His death was announced early Friday, and by midevening, scores of commenters at toledoblade.com — customers, former employees, other business owners — offered condolences and shared memories.
“It’s a huge loss for the community and everybody who loved him, and a lot of people loved him,” his daughter said.
Mr. Greenblatt was the “Barry” in Barry Bagels, of which his son, Mark, is president. And “Barry” might as well have been his corporate title as well, said Jim Nusbaum, chief executive of the recently formed Barry Bagels Franchise Holdings, which plans to expand into such markets as Columbus.
“He did everything. He worked the oven,” Mr. Nusbaum said. “He worked the counter. He enjoyed the day-to-day interaction with customers and employees and vendors. He was unbelievable at building relationships quickly.”
Mr. Nusbaum’s first job at age 15 was at the Barry Bagels on Holland-Sylvania Road. At 43, Mr. Nusbaum stands by his first impression: “The person who owns the company is working the hardest,” he recalled.
Mr. Greenblatt’s daughter Mindy said, “He taught us that things don’t come easy and hard work pays off and you should appreciate what you have every day.
“He was vibrant and happy,” his daughter said. “He made us feel lucky we were on this planet this day.” Or, as he told his children, “‘You’re OK today. You’re alive today. You have two legs,’ ” his daughter said.
He was a newlywed in 1972 when he and a business partner opened the Bagel Place in Sylvania. The Toledo area had delicatessens, some decades old, but the crusty, chewy bread was not widely available. Mr. Greenblatt bought his business partner’s interest in 1979, opened new locations through the years, and changed the name. The menu grew to include deli-style bagel sandwiches, soups, salads, baked potatoes, and desserts.
“As jovial as Barry was, he had a very keen business mind. He had a keen intellect,” Mr. Nusbaum said.
Mr. Greenblatt also was known for the fund-raising program he set up to help community groups and his charitable donations.
“The Toledo market has been very good to us, and we’ve enjoyed being here 40 years,” Mr. Greenblatt told The Blade in 2012.
He was born June 9, 1949, to Marye and Alex Greenblatt and grew up in northwest Detroit.
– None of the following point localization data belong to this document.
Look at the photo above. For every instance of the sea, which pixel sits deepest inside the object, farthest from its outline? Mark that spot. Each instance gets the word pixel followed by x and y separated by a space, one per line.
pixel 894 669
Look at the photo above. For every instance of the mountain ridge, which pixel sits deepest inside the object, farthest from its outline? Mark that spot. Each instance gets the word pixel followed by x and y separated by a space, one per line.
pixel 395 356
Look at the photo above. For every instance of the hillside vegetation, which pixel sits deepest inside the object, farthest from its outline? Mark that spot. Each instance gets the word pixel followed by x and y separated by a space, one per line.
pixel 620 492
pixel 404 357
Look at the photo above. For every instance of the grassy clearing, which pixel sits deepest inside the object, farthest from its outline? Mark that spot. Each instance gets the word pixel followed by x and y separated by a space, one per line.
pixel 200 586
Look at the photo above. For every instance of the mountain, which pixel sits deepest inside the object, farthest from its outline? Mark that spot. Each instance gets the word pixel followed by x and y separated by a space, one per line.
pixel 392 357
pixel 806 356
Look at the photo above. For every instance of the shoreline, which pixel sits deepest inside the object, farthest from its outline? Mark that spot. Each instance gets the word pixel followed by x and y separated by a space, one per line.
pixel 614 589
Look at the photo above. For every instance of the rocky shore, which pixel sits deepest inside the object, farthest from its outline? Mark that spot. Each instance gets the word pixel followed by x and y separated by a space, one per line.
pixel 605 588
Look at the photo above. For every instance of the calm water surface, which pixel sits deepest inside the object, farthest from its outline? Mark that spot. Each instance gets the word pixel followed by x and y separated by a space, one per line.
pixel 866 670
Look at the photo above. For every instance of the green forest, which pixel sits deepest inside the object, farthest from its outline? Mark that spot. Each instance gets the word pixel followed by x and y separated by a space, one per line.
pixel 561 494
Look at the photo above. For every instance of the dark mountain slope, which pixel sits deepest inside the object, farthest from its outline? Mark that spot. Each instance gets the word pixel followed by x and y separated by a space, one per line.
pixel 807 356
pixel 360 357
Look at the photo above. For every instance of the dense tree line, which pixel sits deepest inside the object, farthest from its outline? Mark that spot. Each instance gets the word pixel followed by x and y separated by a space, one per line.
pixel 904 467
He was a graduate of Mumford High School, where he was on the tennis team, and attended Oakland Community College and Eastern Michigan University.
He had been an owner of the former Central Tennis & Fitness Center and was an investor when he and Beaner’s Gourmet Coffee — now Biggby Coffee — of East Lansing, Mich., bought the local coffee chain, Sufficient Grounds.
Surviving are his wife, Judith, whom he married March 4, 1972; son, Mark; daughters, Mindy Streem and Marnie Sylzer; brother, Leslie, and eight grandsons.
Services will be at 1 p.m. Sunday in The Temple-Congregation Shomer Emunim, Sylvania Township, where he was a member. The family will receive friends from 6-8:30 p.m. Monday and Tuesday in the Greenblatt home. Arrangements are by the Walker Funeral Home.
The family suggests tributes to the Barry Greenblatt Fund at the temple.